All told, 226,108 students were enrolled in undergraduate or graduate accounting programs during the 2009-2010 academic year, 6 percent more than in 2007-2008, the last time the AICPA conducted its survey. A record 68,639 students graduated with accounting degrees in 2010. Nearly 4 in 10 accounting graduates hired last year by CPA firms had master's degrees, compared with 26 percent in 2008. By contrast, 43 percent of graduates hired had bachelor's degrees, down from 56 percent in 2008.
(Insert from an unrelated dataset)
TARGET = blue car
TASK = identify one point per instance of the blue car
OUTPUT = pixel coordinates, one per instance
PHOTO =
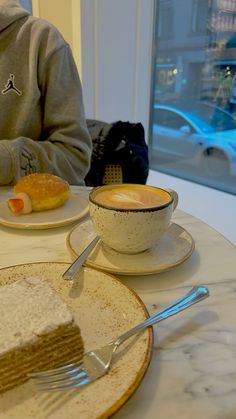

The shift reflects growing complexity and globalization of the accounting industry. And against that backdrop, colleges and universities are struggling to keep up. According to the AICPA report, a growing number of accounting programs are rejecting qualified applicants because they don't have capacity to accept them. The increase likely is due to budget constraints at universities brought on by the economic downturn and a shortage of academically qualified professors as many longtime teachers reach retirement.
"The AICPA is diligently focused on this potential challenge, leading efforts like www.startheregoplaces.com
to guide students into the profession and supporting and administering programs like Accounting Doctoral Scholars
, which addresses the need for more PhDs in the classroom," Patton added. "We are committed to ensuring the accounting profession continues robust growth for years to come."